We Have Come So Far, But Not Far Enough

When I was a child I remember singing the song "Jesus Loves the Little Children".  I loved the song because as a child I loved the thought that Jesus loved me and that I was precious in his sight.  In my sweet, child-like wonder it never occurred to me that there were people who thought that Jesus didn't love all of the children of the world.  That Jesus only loved people who fit a perfect mold of who they thought were the elite and "elect".  With Hitler, it was the ones with blond hair and blue eyes.  With half a nation it was only the white kids that Jesus loved.

It wasn't until I was a little older that I started to understand the history behind segregation, Martin Luther King, slavery and Rosa Parks.  I was horrified at the footage of high school students being hit by high pressure water hoses for respectfully protesting in Alabama and saddened with the story of Rosa Parks being asked to go to the back of the bus so a white man could have her seat.  I couldn't understand why people were filled with so much hatred towards someone just because their skin color was different than theirs.  I mean didn't the song say, "Red, yellow, black and white, they are precious in his sight."?  These images made me sad.

I grew up in North County in St. Louis, MO and seeing people with different skin colors together made me feel at home.  It was normal for me to walk into a grocery store and be the minority.  I loved it.  In some ways, I probably lived in a sheltered world because I thought the civil rights issue was behind us.  Surely people had gotten over their racial stigmas and were able to join hands for a common good.

I was in for a rude awakening when I realized that this wasn't the case.  There were a few instances in high school that made me realize that the "black/white" thing was still very much an issue.  In one particular case there was reverse racism because I was a white female.  I didn't like how that felt.  I didn't like people discriminating against me because of my skin color and deciding that they knew my intentions before they even spoke to me about it.  I realize that to most African Americans this is a common, day, to day occurrence.  This thought makes me sick.

Today we inaugurated for a second term a "black" man into the seat of President of the United States of America.  Regardless of my political views, the fact that this has happened makes me smile.  I think that it is amazing that we have come so far as a nation.  It shows grace and maturity.  But I am not naive.  I know racism still exists.

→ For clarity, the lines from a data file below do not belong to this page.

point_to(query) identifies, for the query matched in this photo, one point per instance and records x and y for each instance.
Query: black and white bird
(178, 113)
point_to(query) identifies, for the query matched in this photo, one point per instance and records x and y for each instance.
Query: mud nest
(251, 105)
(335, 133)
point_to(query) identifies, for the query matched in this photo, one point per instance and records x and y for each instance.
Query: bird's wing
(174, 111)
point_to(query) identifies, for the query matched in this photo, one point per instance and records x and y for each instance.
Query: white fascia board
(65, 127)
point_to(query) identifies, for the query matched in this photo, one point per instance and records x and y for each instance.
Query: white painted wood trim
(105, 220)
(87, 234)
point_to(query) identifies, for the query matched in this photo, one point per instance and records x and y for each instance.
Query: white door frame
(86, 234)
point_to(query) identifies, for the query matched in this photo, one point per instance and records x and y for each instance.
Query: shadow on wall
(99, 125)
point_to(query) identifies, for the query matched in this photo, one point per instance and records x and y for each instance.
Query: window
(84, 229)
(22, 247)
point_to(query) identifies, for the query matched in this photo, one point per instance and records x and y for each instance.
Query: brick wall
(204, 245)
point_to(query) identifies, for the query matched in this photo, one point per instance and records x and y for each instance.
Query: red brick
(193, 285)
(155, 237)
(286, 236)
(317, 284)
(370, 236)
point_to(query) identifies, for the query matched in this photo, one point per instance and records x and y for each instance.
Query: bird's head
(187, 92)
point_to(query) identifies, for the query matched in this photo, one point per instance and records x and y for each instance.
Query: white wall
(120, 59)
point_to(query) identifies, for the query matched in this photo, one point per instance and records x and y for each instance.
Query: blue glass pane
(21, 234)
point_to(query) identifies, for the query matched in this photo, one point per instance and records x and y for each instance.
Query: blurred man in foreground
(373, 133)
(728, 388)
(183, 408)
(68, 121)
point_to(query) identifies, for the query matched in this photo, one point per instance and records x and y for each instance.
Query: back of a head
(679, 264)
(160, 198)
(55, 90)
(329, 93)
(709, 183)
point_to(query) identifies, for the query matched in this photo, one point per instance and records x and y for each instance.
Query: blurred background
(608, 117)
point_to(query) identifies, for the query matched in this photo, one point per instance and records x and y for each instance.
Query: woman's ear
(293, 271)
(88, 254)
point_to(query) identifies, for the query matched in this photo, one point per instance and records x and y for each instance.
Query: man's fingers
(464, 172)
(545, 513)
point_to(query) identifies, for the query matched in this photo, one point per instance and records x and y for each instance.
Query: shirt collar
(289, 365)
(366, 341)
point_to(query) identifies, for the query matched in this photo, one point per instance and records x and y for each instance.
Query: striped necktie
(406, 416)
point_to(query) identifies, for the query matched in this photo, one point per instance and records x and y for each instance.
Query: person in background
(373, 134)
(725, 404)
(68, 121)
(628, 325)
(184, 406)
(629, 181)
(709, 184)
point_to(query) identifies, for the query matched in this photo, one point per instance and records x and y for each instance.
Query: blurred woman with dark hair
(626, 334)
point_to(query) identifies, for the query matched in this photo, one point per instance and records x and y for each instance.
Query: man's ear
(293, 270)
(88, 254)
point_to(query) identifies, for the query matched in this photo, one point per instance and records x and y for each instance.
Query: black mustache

I remember attending a fish fry in the fall.  I was sitting with an older white Caucasian man and talking about crime in our neighborhood.  I could not believe the racial slurs that came out of his mouth (some I had never heard before) as he described what he thought was the problem with where we lived.  It made me angry, so I stood up to him.  I told him that he was wrong and that this wasn't the issue and proceeded to tell him what I believed the issue was.  I wanted to tell him that this was 2012 and didn't he know that segregation was over?  But I held my tongue.  I couldn't help to wonder how difficult it was for my African American neighbors to live under this scrutiny for something they could not control.  Then there are times when I am on social media networks and am horrified by the racism that I read on people's status updates.  Some of these posts are by people who are "religious", but they are really ignorant people.  To think of all of the blood that was shed for the freedom of all people, regardless of race, religion or sex.  I think of all of the daughters who grew up without fathers because they were hung by their necks on a tree.  I think of a sister who did not have a brother because he was drug behind a truck until he died.  I think of a mother who did not have a son because he was nailed to cross.

Now we face different types of prejudices against people based on disabilities, social status, sexual preference and the list goes on.  People get ridiculed and hatred spewed at them because they are different.  Regardless of your political persuasion or religious beliefs, we are called to love all people.  My pastor said this past Sunday, "All it takes to be beautiful and lovely is to be made in the image of God.  All humans are made in the image of God, so all humans are beautiful."  This is what we need to teach our children, not just so they feel they are valuable and loved, but so they see other humans as valuable and loved.  And so they can stand up for others when they are not being treated that way. 

So today, on January 21, 2013 it is my vow to you that I am going to stand up.  Jesus said "Whatever you do for the least of these brothers and sisters of mine, you did for me (Matthew 25:40)."  I am not going to sit around while people are slandered and unjustly maligned because they do not add up to someone's standard of being "acceptable".  God loves all people (John 3:16) and we are to love all people (Mark 12:31).  I do not want my child to grow up in a world full of hatred and prejudice.  

The composer of "Jesus Loves the Little Children", Clare Herbert Woolston was born in 1856 and died in 1927, during a time when Civil Rights was hot and rampant.  He was able to write a song that, much like Martin Luther King Jr.'s "I Have a Dream" speech, has survived throughout the years.  I have no doubts that Mr. King sang this song to his children,

"Jesus loves the little children,
all the children of the world.
Red and yellow, black and white,
they are precious in his sight,
Jesus loves the little children of the world."

And we should do the same.  I think we owe them that much.